Alzheimer hastalığının tedavisi ile ilgili de bilgi veren Doç. Dr. Bakkaloğlu, hastalığın tedavisinde günümüzde kullanılan ilaçların sinir hücreleri arasındaki iletişimde ve hafızada rol oynayan hormonları arttırmaya ve hücre kaybı hızını yavaşlatmaya yönelik olduğunu ayrıca yeni geliştirilen ve çalışılan ilaçlar ile de beyin hücreleri içinde birikip hücrelerin erken ölümüne neden olan kötü proteinlerin birikmesini engellemek hedeflendiğini belirtti.
Doç. Dr. Amber Eker Bakkaloğlu: “İletişim Kurarken, Kısa ve Basit Cümlelerle, Yüzüne Bakarak Konuşmak ve Dokunmaya Özen Göstermek, Dikkatini Size Vermesini Sağlayacaktır.”

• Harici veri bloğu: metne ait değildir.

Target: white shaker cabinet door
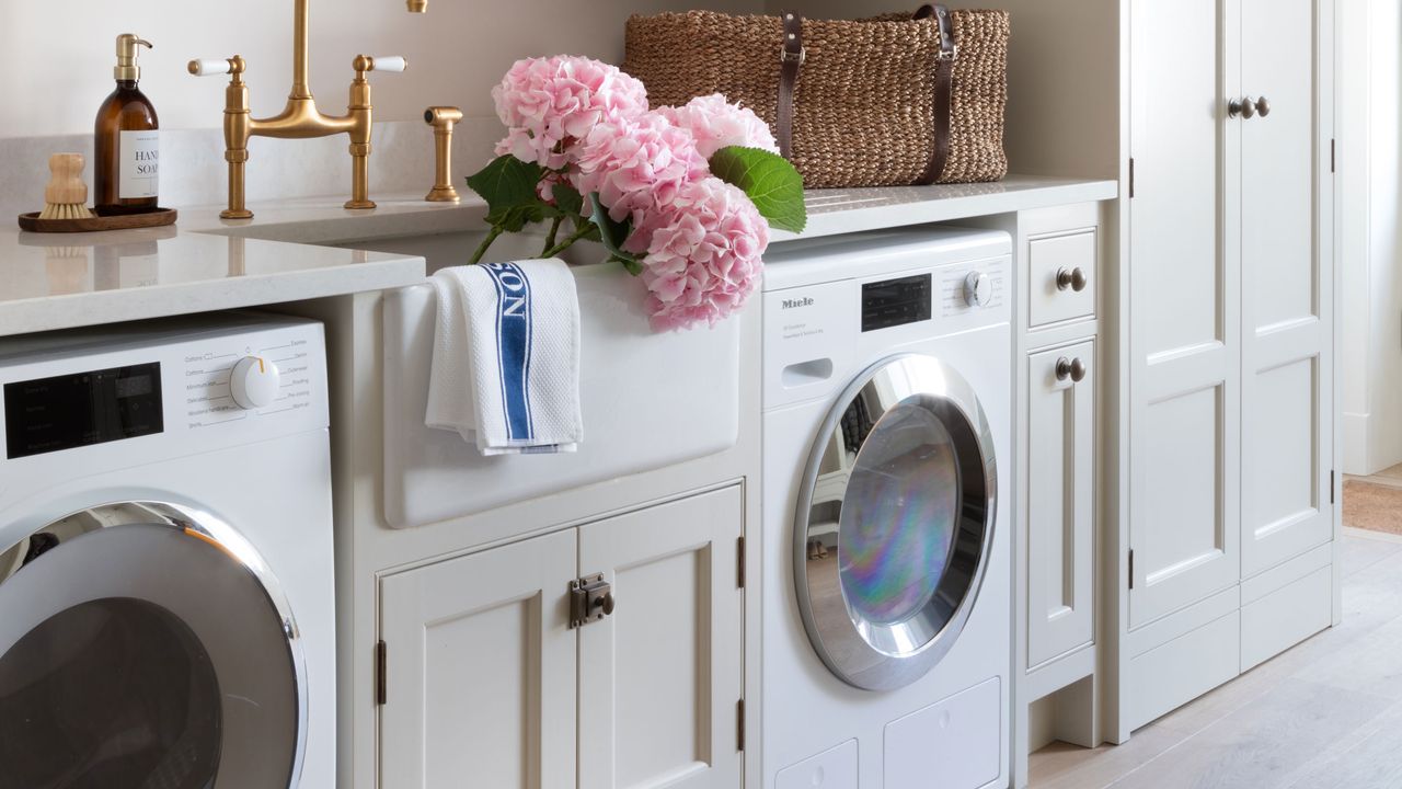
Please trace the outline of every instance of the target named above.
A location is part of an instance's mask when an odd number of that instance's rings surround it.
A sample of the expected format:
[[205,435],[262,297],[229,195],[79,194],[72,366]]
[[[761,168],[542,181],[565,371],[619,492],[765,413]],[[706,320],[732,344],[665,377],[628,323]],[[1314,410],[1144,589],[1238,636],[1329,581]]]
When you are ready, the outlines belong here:
[[579,788],[737,789],[739,487],[579,529],[614,611],[579,633]]
[[[1328,542],[1332,254],[1319,243],[1314,0],[1241,0],[1242,576]],[[1323,183],[1321,183],[1323,181]]]
[[1028,366],[1028,667],[1036,668],[1095,635],[1095,343],[1033,354]]
[[575,786],[573,529],[384,578],[387,789]]
[[1131,0],[1130,628],[1241,574],[1238,1]]

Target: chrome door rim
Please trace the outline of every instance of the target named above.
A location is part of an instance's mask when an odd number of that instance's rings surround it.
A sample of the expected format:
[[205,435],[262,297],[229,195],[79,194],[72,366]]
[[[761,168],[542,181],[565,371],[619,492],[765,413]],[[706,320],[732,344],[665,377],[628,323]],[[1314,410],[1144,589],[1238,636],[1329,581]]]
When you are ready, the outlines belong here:
[[[62,518],[55,518],[34,529],[15,543],[0,549],[0,556],[4,556],[8,550],[18,545],[27,543],[34,538],[34,535],[43,532],[62,521],[73,518],[83,518],[86,524],[91,526],[84,529],[86,532],[122,526],[153,525],[181,531],[196,539],[207,542],[213,548],[217,548],[245,571],[252,574],[254,578],[257,578],[262,591],[268,595],[268,602],[272,604],[273,609],[278,612],[278,618],[282,622],[283,636],[287,639],[287,651],[292,656],[293,685],[297,689],[297,741],[293,750],[292,779],[287,786],[297,786],[301,781],[307,744],[307,663],[301,647],[301,632],[297,628],[296,618],[293,616],[292,604],[287,601],[282,583],[276,576],[273,576],[272,569],[268,566],[266,560],[264,560],[258,549],[255,549],[254,545],[229,522],[195,507],[172,504],[168,501],[112,501],[76,510]],[[42,560],[43,555],[39,555],[22,569],[14,570],[10,576],[0,577],[0,594],[4,594],[4,583],[10,577],[14,577],[20,571],[32,571],[32,567],[41,566]],[[3,654],[3,650],[0,650],[0,654]]]
[[[896,372],[900,375],[894,375]],[[883,373],[887,373],[883,376]],[[872,622],[857,621],[845,599],[845,590],[837,574],[836,562],[833,570],[824,577],[809,573],[809,538],[813,526],[813,493],[817,484],[820,465],[834,430],[840,428],[840,421],[847,409],[861,392],[875,379],[882,376],[882,383],[892,390],[893,400],[876,416],[876,424],[890,409],[908,400],[911,396],[925,396],[945,403],[952,413],[962,417],[962,428],[966,430],[966,444],[972,441],[977,451],[977,473],[969,475],[973,479],[963,479],[960,484],[960,507],[956,536],[960,539],[979,539],[977,562],[969,574],[965,592],[953,609],[953,614],[944,622],[942,628],[928,640],[923,640],[910,650],[882,650],[872,644],[873,629],[900,629],[897,625],[875,625]],[[938,414],[937,414],[938,416]],[[949,425],[945,420],[941,424]],[[955,423],[955,427],[960,427]],[[873,430],[875,432],[875,430]],[[865,439],[862,442],[865,446]],[[967,458],[959,458],[962,465],[973,466]],[[843,483],[844,493],[847,482]],[[980,491],[981,501],[966,501],[965,493],[970,489]],[[967,518],[970,511],[977,512],[981,505],[981,518]],[[900,354],[885,358],[858,375],[843,393],[819,428],[817,438],[809,452],[808,465],[803,472],[798,503],[794,517],[794,584],[799,602],[799,612],[803,628],[813,644],[815,651],[827,668],[844,682],[868,689],[885,691],[908,685],[924,677],[949,651],[967,623],[983,578],[988,566],[988,553],[993,546],[994,526],[997,521],[997,465],[994,456],[993,432],[988,420],[979,404],[973,386],[953,368],[938,359],[918,354]],[[831,602],[833,595],[841,595],[841,606],[847,614],[847,622],[820,621],[815,611],[815,599]],[[928,605],[928,604],[927,604]],[[911,639],[899,637],[901,633],[887,633],[892,642],[910,643]],[[908,636],[908,633],[906,633]],[[883,640],[883,639],[878,639]]]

Hastalık sürecinde ortaya çıkabilecek davranış değişiklikleri, hırçınlık ve depresyon gibi durumların da görülebileceğini söyleyen Doç. Dr. Amber Eker Bakkaloğlu, bu durumların ilaçlar ile kontrol altına alınabileceğini belirtti. Alzheimer hastalarıyla iletişim kurarken takınılması gereken tutumların da bu olumsuz durumların kontrol edilmesi açısından önemli olduğunu söyleyen Doç. Dr. Amber Eker Bakkaloğlu şöyle devam etti: “İletişim kurarken kısa ve basit cümlelerle yüzüne bakarak konuşmak ve dokunmak, dikkatini size vermesini sağlayacaktır. Ona düşünmesi ve tepki vermesi için zaman tanıyın ve zorlandığını fark ederseniz, her zaman zarifçe yardımcı olun. Hastalık sürecinde bakım veren kişilerin de desteklenmesi oldukça önemlidir. Çok sevdiği yakınının bazı becerilerini kaybetmesi, değişen davranışlarına tanıklık etmek hasta yakınlarını doğal olarak üzmektedir. Ayrıca hastalık sürecinde bazen hasta yakınlarını çok zorlayıcı hırçınlıklar, hasta bakımı ile ilgili güçlükler olabilir. Tüm bunlar ile baş etmek herkes için yıpratıcı olabilir ve destek almak gerekebilir. Ancak bu süreçte her zaman unutulmamalıdır ki, karşınızdaki hala o çok sevdiğiniz insandır; değişen yalnızca hastalık nedeniyle davranışlarıdır.”